Brookside was also home to his racehorse stables. Desai and Vahed wrote that Nulliah was the first black person to be a registered racehorse owner with colours (green, cerise sash and cap). He was the first black member of the Pietermaritzburg Turf Club and the only black member of the Durban Turf Club. Prior to obtaining colours, he raced in partnership with his friend Jack Peters. According to Racing almanacs in 1897, their horse, Speculator, the 6-4 favourite, was placed third to Campanajo in the first Durban July Handicap. The distance was over one mile with a prize of 500 sovereigns. The following year, they won the event with the 2-1 favourite, Campanajo, which they had bought in the interim from Messrs Molyneux and F.W. Murray.

From 1904, Nulliah had 42 racehorses in training. During this time his horses participated in over 170 events. His horse Mielies, won the Coronation Cup in 1905. He quit racing in 1922, shortly after his son Varthan was fatally injured after falling off a racehorse during a training session.

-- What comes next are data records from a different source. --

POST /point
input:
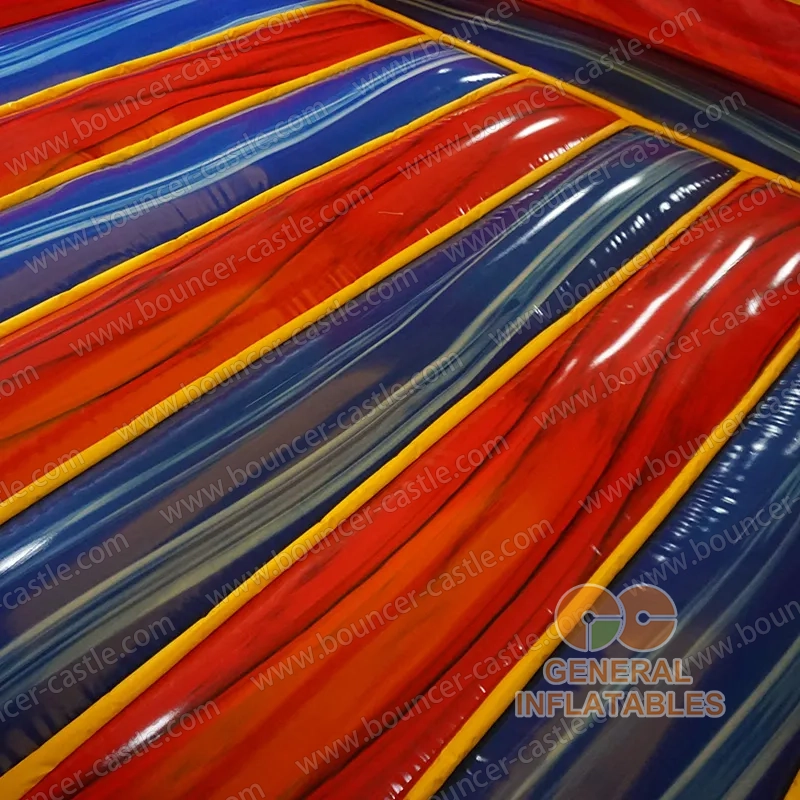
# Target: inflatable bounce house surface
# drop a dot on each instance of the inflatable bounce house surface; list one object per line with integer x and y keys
{"x": 399, "y": 399}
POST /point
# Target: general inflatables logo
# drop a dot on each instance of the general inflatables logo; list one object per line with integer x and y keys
{"x": 642, "y": 618}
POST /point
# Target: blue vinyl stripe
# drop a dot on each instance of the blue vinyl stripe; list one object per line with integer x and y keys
{"x": 450, "y": 319}
{"x": 750, "y": 124}
{"x": 75, "y": 43}
{"x": 727, "y": 561}
{"x": 59, "y": 239}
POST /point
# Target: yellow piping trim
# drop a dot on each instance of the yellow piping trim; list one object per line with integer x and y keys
{"x": 588, "y": 97}
{"x": 30, "y": 771}
{"x": 164, "y": 409}
{"x": 59, "y": 301}
{"x": 503, "y": 695}
{"x": 127, "y": 67}
{"x": 223, "y": 112}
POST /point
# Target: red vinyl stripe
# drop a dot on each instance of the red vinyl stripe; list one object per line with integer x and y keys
{"x": 116, "y": 112}
{"x": 478, "y": 551}
{"x": 106, "y": 359}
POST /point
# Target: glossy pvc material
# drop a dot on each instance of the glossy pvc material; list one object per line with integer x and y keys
{"x": 95, "y": 120}
{"x": 433, "y": 538}
{"x": 363, "y": 383}
{"x": 17, "y": 12}
{"x": 50, "y": 51}
{"x": 736, "y": 118}
{"x": 755, "y": 41}
{"x": 724, "y": 555}
{"x": 104, "y": 360}
{"x": 55, "y": 241}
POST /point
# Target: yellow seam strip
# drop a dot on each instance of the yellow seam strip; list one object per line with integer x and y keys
{"x": 588, "y": 97}
{"x": 29, "y": 771}
{"x": 164, "y": 409}
{"x": 503, "y": 695}
{"x": 223, "y": 112}
{"x": 127, "y": 67}
{"x": 85, "y": 288}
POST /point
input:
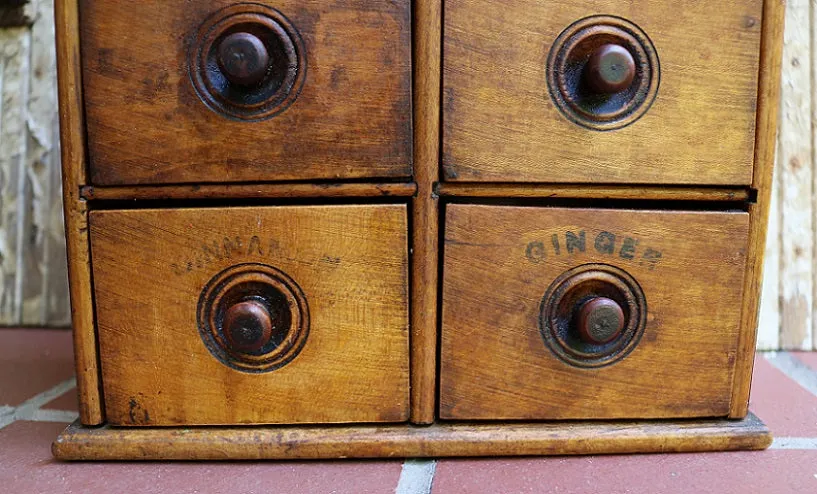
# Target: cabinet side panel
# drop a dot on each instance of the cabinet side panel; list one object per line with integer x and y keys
{"x": 767, "y": 111}
{"x": 76, "y": 218}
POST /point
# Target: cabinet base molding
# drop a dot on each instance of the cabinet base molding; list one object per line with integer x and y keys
{"x": 79, "y": 442}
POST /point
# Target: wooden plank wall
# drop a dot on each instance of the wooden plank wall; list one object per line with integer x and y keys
{"x": 33, "y": 278}
{"x": 33, "y": 286}
{"x": 787, "y": 307}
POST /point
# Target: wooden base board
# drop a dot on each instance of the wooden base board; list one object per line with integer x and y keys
{"x": 78, "y": 442}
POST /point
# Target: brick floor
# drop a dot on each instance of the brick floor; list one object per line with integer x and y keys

As a philanthropist, Charlie left his mark on the city’s educational, cultural, sporting and religious life. He initially provided tutors for his children. Later he and Swami Shankeranand, who visited from India and played a major role in uplifting the lives of the local Indian community, petitioned the government to build a high school for the community. Pietermaritzburg’s first Indian high school was built next to Brookside. It was initially known as Higher Grade, the York Road School and later Woodlands High School. He used his daughters, whom he educated, to motivate others to send their daughters to school.

Nulliah was a founding member of the Veda Dharma Sabha, the Hindu Young Men’s Association and a Trustee of the Siva Soobramoniar Temple in Longmarket (Langalibalele) Street. He founded football and cricket clubs, and was patron from inception — for 28 years — of the Higher Grade School’s football and cricket clubs.

Today his descendants live all over the world and have made their mark in industry, the medical and educational fields. Besides the pinkish redbricks of the city hall, there is very little to show that this trailblazer was once part of the city’s history. His family has written to the KZN Provincial government motivating for the new interchange onto Dr Chota Motala Road to be named the Charlie Nulliah Interchange.